The national Swedenborgian church is suing two top leaders of its former Boston affiliate, including the treasurer who has a criminal record and a mob past, for allegedly trying to command the affiliate's finances.
The church, known as the General Convention of the New Jerusalem in the United States of America, filed a lawsuit in federal court earlier this month against treasurer Edward MacKenzie and Thomas J. Kennedy, the affiliate's president.
The Boston affiliate severed ties from the national and state churches after a dispute last year involving its pastor's family. It set up new bylaws, making it easier to join the affiliate and removing provisions that barred individuals from enriching themselves with church assets and requiring a two-thirds approval of members for sale of church property.
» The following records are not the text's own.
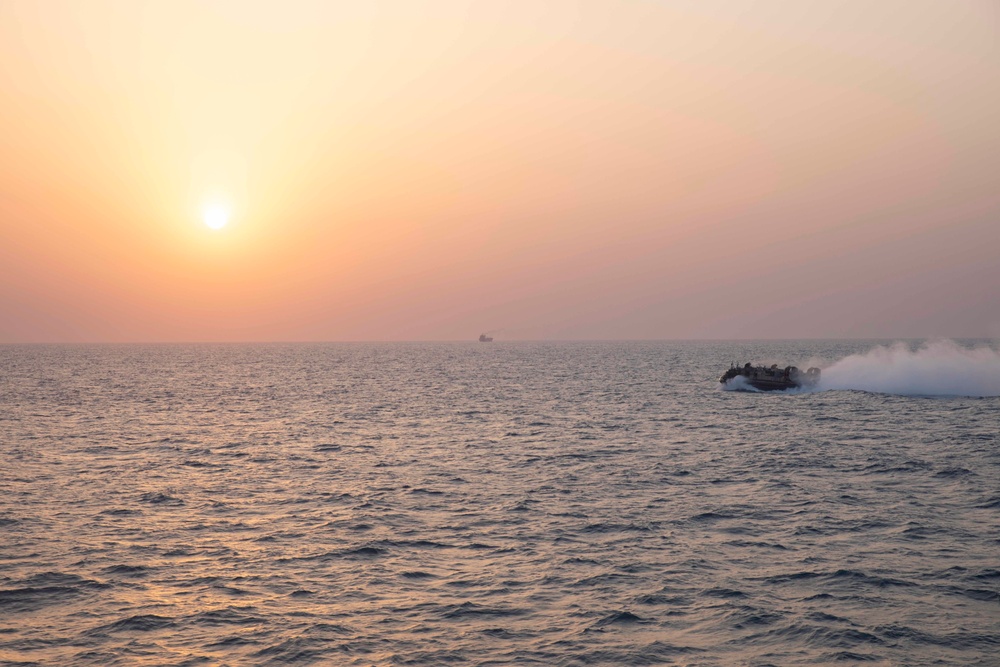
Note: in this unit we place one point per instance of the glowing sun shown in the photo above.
(215, 215)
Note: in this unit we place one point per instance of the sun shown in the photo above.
(215, 215)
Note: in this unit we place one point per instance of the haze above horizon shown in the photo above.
(229, 171)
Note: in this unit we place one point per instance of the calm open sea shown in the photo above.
(493, 504)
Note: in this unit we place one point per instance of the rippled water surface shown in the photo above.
(486, 504)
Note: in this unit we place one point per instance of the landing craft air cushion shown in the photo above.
(772, 378)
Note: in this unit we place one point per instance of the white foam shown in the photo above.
(938, 368)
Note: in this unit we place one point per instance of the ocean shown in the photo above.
(498, 504)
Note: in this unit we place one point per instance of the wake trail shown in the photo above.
(938, 368)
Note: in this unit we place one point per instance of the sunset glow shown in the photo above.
(416, 171)
(215, 215)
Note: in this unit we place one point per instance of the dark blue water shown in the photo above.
(505, 503)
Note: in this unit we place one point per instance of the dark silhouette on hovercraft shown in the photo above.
(772, 378)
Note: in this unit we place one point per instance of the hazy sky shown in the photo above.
(555, 170)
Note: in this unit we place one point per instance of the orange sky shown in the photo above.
(432, 170)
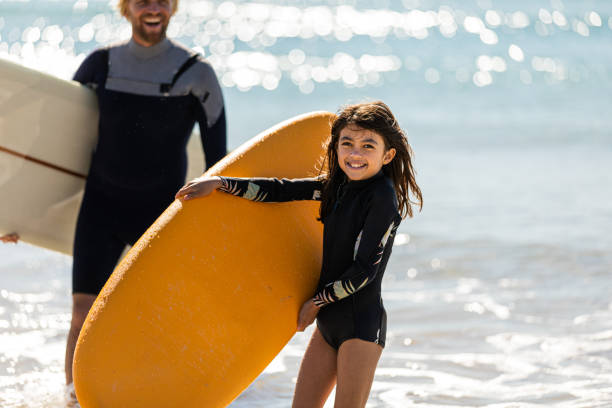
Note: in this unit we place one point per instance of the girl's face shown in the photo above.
(361, 152)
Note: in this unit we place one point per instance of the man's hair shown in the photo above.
(122, 6)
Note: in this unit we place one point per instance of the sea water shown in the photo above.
(498, 292)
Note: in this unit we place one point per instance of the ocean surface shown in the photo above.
(499, 292)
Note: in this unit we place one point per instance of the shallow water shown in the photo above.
(498, 292)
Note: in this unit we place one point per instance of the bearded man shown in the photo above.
(151, 91)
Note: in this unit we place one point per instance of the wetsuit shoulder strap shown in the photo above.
(165, 88)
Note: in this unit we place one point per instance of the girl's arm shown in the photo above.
(255, 189)
(378, 231)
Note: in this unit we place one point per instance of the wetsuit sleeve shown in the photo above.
(378, 231)
(214, 138)
(92, 67)
(273, 190)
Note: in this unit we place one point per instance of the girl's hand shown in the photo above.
(12, 237)
(308, 313)
(199, 187)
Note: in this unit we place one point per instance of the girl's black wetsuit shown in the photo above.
(357, 240)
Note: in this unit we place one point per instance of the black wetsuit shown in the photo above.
(149, 100)
(357, 240)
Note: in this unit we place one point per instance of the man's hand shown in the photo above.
(199, 187)
(12, 237)
(308, 313)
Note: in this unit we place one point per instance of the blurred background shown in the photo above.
(498, 292)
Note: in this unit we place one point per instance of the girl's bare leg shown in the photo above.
(357, 360)
(317, 375)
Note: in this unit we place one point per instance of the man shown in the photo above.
(151, 91)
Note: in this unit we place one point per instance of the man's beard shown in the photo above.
(151, 37)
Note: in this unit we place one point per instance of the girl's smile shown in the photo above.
(362, 152)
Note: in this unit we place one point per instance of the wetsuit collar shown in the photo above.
(362, 183)
(148, 52)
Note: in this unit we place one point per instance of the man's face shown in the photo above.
(149, 20)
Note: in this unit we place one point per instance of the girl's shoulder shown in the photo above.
(382, 194)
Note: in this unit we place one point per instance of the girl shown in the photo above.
(364, 194)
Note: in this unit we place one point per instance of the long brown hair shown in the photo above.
(377, 117)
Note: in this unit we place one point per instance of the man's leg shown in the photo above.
(357, 360)
(81, 303)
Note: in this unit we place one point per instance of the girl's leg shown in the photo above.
(317, 375)
(357, 360)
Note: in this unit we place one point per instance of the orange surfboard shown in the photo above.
(210, 294)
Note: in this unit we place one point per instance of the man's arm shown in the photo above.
(214, 138)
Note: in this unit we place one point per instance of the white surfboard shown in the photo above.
(48, 129)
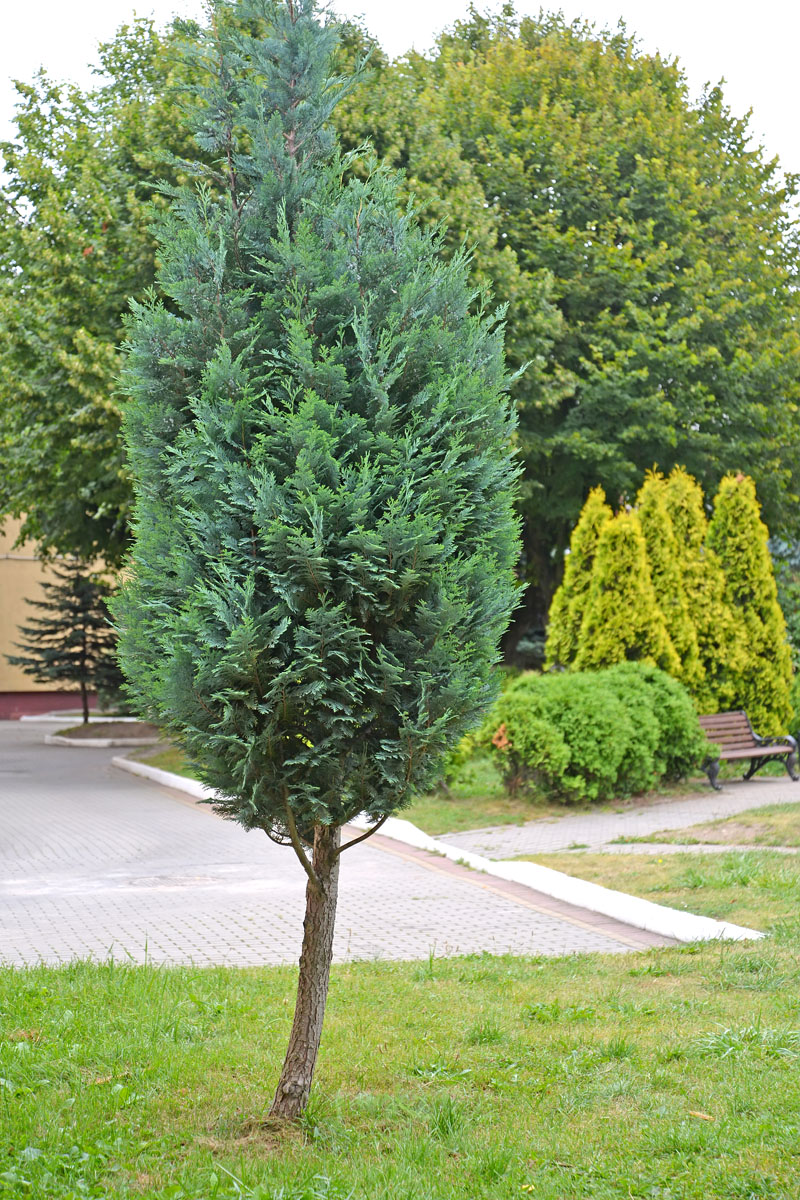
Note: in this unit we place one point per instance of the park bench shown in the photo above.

The lawsuit alleges MacKenzie and Kennedy are working to control the money matters by engaging in fraudulent loan transactions that involve the sale of church-owned apartments above the Beacon Hill chapel.
The 145-unit building is valued at $30 million but could be worth $75 million if converted to condominiums, according to the Boston Sunday Globe. Annual income generated by the building is more than $1.2 million, according to documents.
The lawsuit asks the court to nullify the memberships of more than 40 people who joined in the last two years, give control of the Boston congregation to the national church and prevent MacKenzie and Kennedy from selling the church-owned apartments as condos.
MacKenzie denies the allegations.
"There are about six or seven families who are complaining," he told the Boston Sunday Globe. "This church was the best kept secret on Beacon Hill.... We've opened up the church, and we're going to continue to open it up."
MacKenzie freely admits he was a drug dealer and a henchman for Whitey Bulger and the Boston Irish Mob, but insists he has reformed.
Still, he faces two criminal complaints: one for threatening to kill his former wife, who was to testify against him in a worker's compensation case; the other for swindling $200,000 from an elderly woman.
MacKenzie denies both allegations.
The Swedenborgian Church is named for 18th-century Swedish scientist and philosopher Emanuel Swedenborg.
Swedenborg's unorthodox interpretation of the Bible, which includes the tenet that believers — not God — decide their own fate, was denounced as heretical by mainstream Christians. The church spread rapidly in early America; in the 1920s, Helen Keller was one of its most visible members. Officials at the national office in Newton say there are 1,500 members nationwide.